Viele Menschen in der Schweiz lässt es nicht kalt, was die Nachbarn über sie denken.

Der Carwash-Event ist eigentlich ein Familien-Event. Von jung bis alt sind häufig alle dabei. Es gibt auch Paare, die zusammen ihr Auto reinigen; zwei Seelen auf dem gleichen Samstagmorgen-Geschmackslevel – wie schön kann Liebe sein!

Man darf nicht vergessen: Auch der Wagen ist ein Stück weit Kommunikation. Die Gründe für die «Faszination Autoputzen» dürften daher unterschiedlicher Natur sein. Ich vermute, es gibt die einen, die von ihren Mitmenschen auf keinen Fall als Schmutzfinken angesehen werden wollen. Ein kleiner Vogelschiss auf der Motorhaube, und schon fürchtet man sich vor dem aufmerksamen Blick des Nachbarn, denn das Malheur könnte ja darauf hindeuten, dass man nicht in jedem Moment seines Lebens alles sauber und klinisch rein hält. Dreck-Scham, auch das noch! Es ist ein bisschen wie beim Rasenmähen: Hauptsache, man mäht das Ding, damit der Nachbar ja nicht auf die Idee kommt, man mähe das Ding nicht rechtzeitig. Meiner Erfahrung nach lässt es viele Menschen in der Schweiz (anders als an meinem früheren Wohnort, den USA) nicht kalt, was die Nachbarn über sie denken. Wenn sie könnten, würden sie einen Doktortitel in «Nachbarschaft-Beeindrucken» erwerben. Soll noch einer sagen, die Nachbarschaft hätte keinen Einfluss auf uns. Apropos, auf roten Autos verrichten Vögel ihr Geschäft besonders gerne, hat der britische Autohändler Halfords in einer Umfrage herausgefunden. Man vermutet, dass Rot Gefahr signalisiert und die Vögel sich für eine schnellere Flucht erleichtern.

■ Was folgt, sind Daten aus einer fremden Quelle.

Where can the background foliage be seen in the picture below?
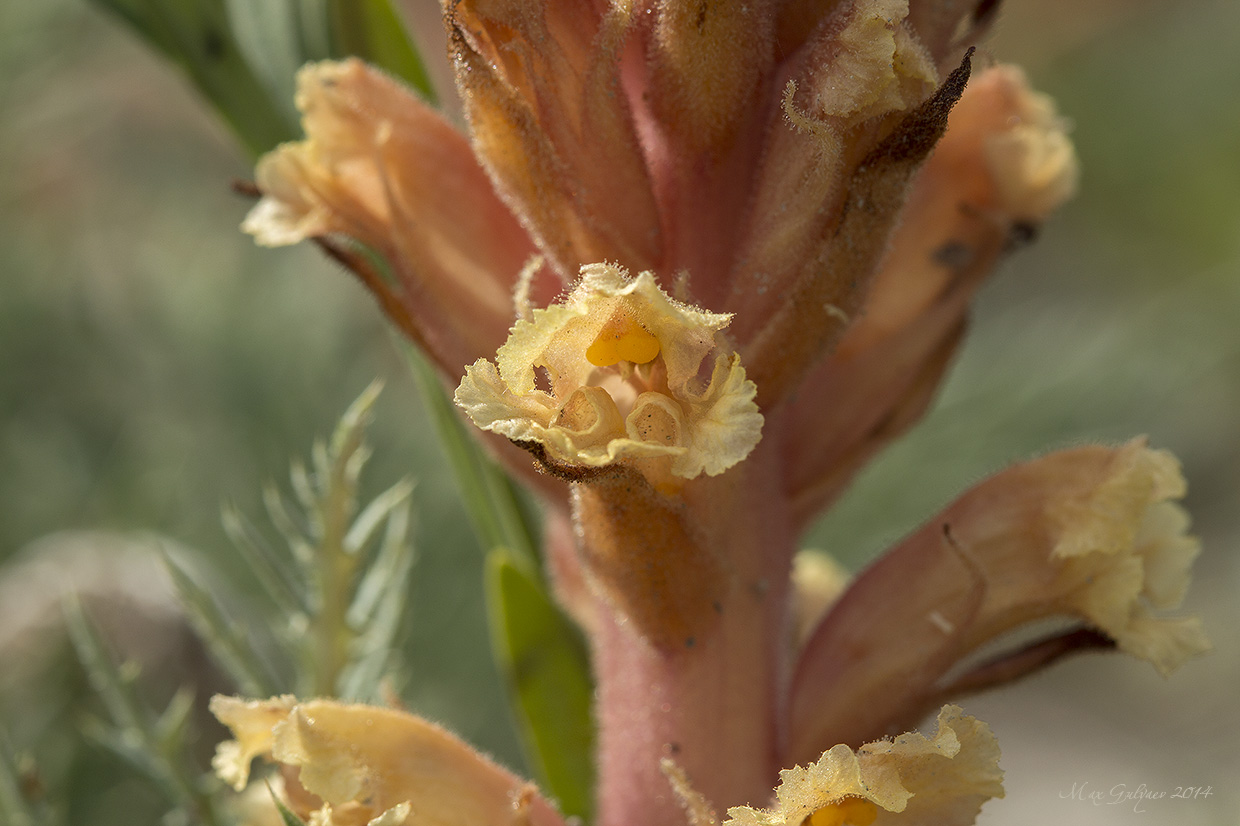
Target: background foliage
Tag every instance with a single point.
(154, 364)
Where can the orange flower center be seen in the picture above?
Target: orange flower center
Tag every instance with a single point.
(851, 811)
(623, 339)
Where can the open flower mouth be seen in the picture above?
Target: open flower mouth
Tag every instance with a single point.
(620, 373)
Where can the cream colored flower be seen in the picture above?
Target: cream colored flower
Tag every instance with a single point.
(1032, 161)
(251, 722)
(940, 780)
(363, 765)
(619, 373)
(1093, 535)
(1124, 552)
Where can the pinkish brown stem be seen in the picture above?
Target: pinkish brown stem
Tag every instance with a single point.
(712, 698)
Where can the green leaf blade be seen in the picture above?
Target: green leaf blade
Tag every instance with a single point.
(542, 656)
(373, 31)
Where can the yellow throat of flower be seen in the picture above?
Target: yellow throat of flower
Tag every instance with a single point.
(623, 339)
(850, 811)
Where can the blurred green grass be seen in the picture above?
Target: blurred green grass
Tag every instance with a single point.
(153, 362)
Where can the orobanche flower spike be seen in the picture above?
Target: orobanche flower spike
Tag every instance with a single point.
(835, 181)
(619, 373)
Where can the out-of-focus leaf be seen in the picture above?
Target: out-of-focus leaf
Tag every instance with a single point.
(287, 814)
(544, 662)
(197, 36)
(15, 806)
(489, 495)
(373, 31)
(228, 643)
(272, 569)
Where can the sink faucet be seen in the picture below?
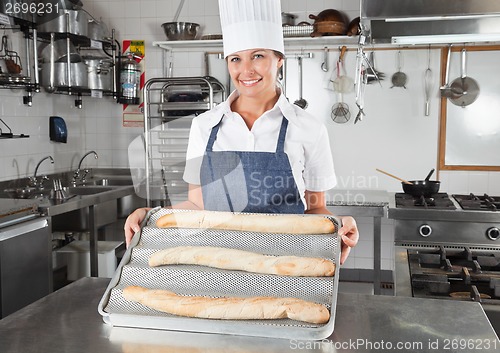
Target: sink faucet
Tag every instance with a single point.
(77, 175)
(34, 180)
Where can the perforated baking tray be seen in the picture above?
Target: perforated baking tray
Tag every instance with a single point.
(211, 282)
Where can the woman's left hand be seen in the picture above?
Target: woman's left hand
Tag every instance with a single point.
(350, 236)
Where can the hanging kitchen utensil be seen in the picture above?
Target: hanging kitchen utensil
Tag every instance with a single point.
(446, 90)
(342, 83)
(301, 102)
(340, 111)
(324, 64)
(428, 84)
(360, 82)
(399, 78)
(467, 86)
(371, 73)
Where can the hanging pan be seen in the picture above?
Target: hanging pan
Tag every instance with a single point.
(466, 88)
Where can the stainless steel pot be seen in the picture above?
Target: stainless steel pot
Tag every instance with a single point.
(180, 30)
(59, 76)
(70, 21)
(60, 51)
(97, 30)
(288, 19)
(99, 74)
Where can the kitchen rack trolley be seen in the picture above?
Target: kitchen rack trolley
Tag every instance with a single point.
(170, 104)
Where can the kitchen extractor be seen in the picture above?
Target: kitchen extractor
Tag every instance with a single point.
(430, 21)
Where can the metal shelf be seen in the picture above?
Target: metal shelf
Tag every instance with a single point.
(291, 41)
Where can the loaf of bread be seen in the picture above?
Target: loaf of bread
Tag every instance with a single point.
(283, 223)
(228, 308)
(233, 259)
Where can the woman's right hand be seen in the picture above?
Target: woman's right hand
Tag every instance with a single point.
(133, 223)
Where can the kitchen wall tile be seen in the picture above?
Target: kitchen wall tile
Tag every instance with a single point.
(348, 5)
(193, 8)
(478, 182)
(387, 264)
(132, 10)
(350, 262)
(132, 29)
(211, 8)
(148, 9)
(366, 263)
(117, 8)
(494, 183)
(315, 6)
(164, 10)
(459, 183)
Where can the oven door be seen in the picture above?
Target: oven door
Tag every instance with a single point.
(403, 287)
(25, 264)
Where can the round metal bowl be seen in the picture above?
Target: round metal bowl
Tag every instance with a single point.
(180, 30)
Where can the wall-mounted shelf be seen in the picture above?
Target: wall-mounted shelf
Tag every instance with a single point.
(292, 41)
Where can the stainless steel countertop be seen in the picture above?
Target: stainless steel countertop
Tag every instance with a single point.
(68, 321)
(357, 202)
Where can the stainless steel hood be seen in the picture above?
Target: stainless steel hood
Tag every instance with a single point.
(430, 21)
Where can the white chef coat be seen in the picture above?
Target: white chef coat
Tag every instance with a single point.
(307, 144)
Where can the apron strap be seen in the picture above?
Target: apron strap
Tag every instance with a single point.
(280, 146)
(213, 136)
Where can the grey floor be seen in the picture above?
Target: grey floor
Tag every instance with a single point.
(356, 287)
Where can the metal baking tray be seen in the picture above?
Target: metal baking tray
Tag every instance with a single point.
(211, 282)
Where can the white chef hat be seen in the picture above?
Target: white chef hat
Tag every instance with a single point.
(249, 24)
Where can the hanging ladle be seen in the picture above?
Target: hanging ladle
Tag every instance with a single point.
(429, 175)
(301, 102)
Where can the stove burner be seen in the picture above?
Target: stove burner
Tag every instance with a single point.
(436, 201)
(480, 203)
(424, 201)
(442, 273)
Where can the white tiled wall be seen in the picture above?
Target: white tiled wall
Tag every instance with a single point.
(394, 135)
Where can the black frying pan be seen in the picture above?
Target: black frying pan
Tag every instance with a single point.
(419, 188)
(425, 187)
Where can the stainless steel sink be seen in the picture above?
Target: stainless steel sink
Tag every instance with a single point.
(86, 190)
(78, 220)
(112, 181)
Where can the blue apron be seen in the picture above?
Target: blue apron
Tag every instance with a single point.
(241, 181)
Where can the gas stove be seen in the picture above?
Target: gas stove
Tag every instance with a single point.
(455, 274)
(478, 203)
(456, 220)
(438, 201)
(448, 247)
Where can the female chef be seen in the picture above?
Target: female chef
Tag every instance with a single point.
(256, 152)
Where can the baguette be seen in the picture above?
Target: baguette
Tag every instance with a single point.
(233, 259)
(228, 308)
(288, 223)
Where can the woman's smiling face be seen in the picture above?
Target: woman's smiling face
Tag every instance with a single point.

Für den anderen ist der Wagen einfach ein liebgewonnener Begleiter oder ein Statussymbol, darum investiert man intensiv in seine Erscheinung; Status muss gepflegt sein. Grundsätzlich lassen wir uns alle unseren Wagen etwas kosten: Laut dem Auto-Gewerbe-Verband Schweiz geben Autobesitzer in der Schweiz im Durchschnitt etwa 650 Franken pro Monat dafür aus (das beinhaltet Dinge wie Anschaffung, Reparaturen, Versicherung und Treibstoff). Da ist es nur konsequent, dass man das Teil auch gebührend umsorgt. Und dann gibt es noch die Dritten, die einfach immer etwas tun müssen, und Putzen kommt ihnen in solchen Momenten gewiss gelegen.

Im Normalfall ist nach der Autowäsche der halbe Samstag gelaufen. Zeit, sich auszuruhen, hat man dann aber nicht. Jetzt geht es nach Hause, um den Rasen zu mähen. Für ein schönes, erholsames Wochenende.